Quand on jette un coup d’oeil à la représentation québécoise aux quatre coins de la LNH cette saison, il y avait peu de candidats à considérer.

Qui est le meilleur pointeur de la Belle Province jusqu’à présent?

Anthony Mantha avec ses 27 points en 38 matchs. Mantha est le 102e meilleur pointeur de la LNH avant les matchs d’aujourd’hui. Alexis Lafrenière des Rangers de New York est le deuxième avec 20 points en 42 rencontres (180e). New York attend toujours l’éclosion de son premier choix au repêchage en 2020. De son côté, Huberdeau en est à sa quatrième année avec les Flames de Calgary et il connaît un autre lent début de saison avec 19 points en 34 matchs.

Le défenseur des Canadiens de Montréal, Mike Matheson, aurait pu être considéré pour son brio en défense, mais quand on regarde les huit arrières qui ont été sélectionnés, ses chances étaient très minces alors que Cale Makar sera le leader de la brigade.

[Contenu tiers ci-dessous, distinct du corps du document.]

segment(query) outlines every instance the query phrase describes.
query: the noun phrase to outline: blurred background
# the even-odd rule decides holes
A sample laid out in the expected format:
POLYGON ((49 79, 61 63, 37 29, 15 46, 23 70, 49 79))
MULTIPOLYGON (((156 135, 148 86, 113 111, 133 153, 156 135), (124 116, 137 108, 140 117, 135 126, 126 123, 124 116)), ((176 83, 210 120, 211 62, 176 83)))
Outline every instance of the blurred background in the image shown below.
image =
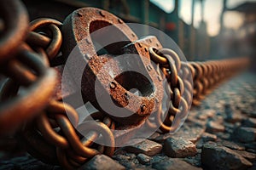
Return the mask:
POLYGON ((63 21, 96 7, 168 34, 188 60, 250 56, 255 63, 256 0, 23 0, 31 17, 63 21))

Devant le filet, Samuel Montembeault est le seul Québécois dans la LNH cette saison et disons que le choix était facile avec ses plus récentes performances. Monty avait été sélectionné par le Canada lors de la Confrontations des 4 nations au mois de février, mais n’avait pas joué. Il était employé comme troisième gardien.

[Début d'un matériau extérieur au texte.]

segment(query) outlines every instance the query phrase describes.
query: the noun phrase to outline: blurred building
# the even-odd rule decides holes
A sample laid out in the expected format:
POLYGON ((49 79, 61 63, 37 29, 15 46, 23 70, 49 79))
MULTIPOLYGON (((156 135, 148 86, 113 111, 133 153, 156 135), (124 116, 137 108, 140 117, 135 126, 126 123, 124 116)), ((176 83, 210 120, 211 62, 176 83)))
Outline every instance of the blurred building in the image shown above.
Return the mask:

Après 14 départs cette saison, Montembeault affiche un dossier de 6-6-1 et un taux d’efficacité de ‚863 et une moyenne de buts alloués de 3,52. Il vient de disputer un premier départ en près d’un mois avec le CH, hier, dans une victoire contre les Panthers de la Floride.

Dans son histoire, le Canada a remporté 14 fois la médaille d’or, 6 médailles d’argent et 3 de bronze.